Transparency is promoted by keeping logs of CheckUser usage. The Ombuds commission exists to supplement self-regulation with audits and maintain the privacy policy.

== Incidents ==
A cabal of Croatian Wikipedia administrators conspired to coordinate the abuse they were normally elected to defend against. One co-conspirator CheckUser was installed to "eventually fabricate checkuser data to try and secure [Admin 2's] innocence." By controlling this position, the cabal had free rein to successfully violate Wikipedia policies while editing articles.

Checkusers helped uncover at least 381 editors writing promotional material and running the Orangemoody extortion scam. The cleanup of articles was deferred to other editors.

British conservative politicians denied allegations that an account belonged to their chairman. In the end, the disclosure of personal information was found to be unjustified and tenuous for the case.

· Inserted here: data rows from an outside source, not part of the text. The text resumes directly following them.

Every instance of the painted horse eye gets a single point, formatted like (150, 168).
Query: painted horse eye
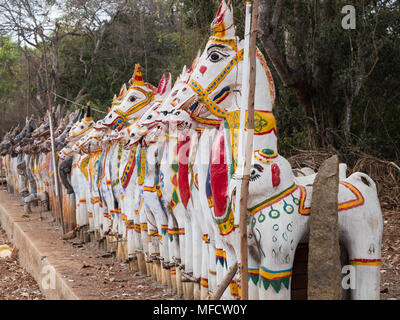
(215, 56)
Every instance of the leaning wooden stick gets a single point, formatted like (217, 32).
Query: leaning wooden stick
(225, 282)
(244, 192)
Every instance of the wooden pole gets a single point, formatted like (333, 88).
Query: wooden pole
(244, 192)
(53, 151)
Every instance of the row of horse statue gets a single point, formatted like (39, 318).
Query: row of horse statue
(159, 175)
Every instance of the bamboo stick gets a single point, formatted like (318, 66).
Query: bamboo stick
(248, 156)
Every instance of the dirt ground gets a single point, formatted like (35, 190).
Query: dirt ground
(15, 282)
(92, 273)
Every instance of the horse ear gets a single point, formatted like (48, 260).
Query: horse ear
(122, 92)
(222, 26)
(81, 114)
(137, 78)
(167, 86)
(160, 85)
(194, 63)
(88, 111)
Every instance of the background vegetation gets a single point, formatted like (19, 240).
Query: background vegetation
(337, 90)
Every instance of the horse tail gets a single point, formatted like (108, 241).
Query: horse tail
(364, 179)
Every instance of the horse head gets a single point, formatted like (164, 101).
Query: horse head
(150, 118)
(131, 103)
(81, 127)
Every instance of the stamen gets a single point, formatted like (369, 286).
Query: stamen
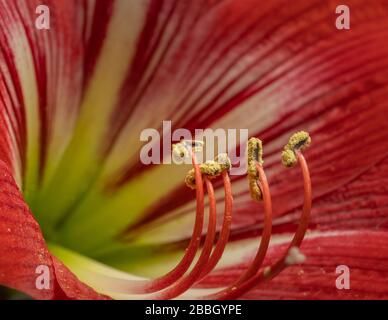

The accuser's CheckUser permissions were removed to prevent biased exertion of "political or social control".

A user named Essjay falsely claimed to have multiple university degrees; he attained a position of community trust and became a CheckUser. This was a Wikipedia problem because according to Dariusz Jemielniak at Kozminski University, IP addresses are considered sensitive information. The general concern with this position is that it can be inappropriately used to unmask what should remain anonymous accounts.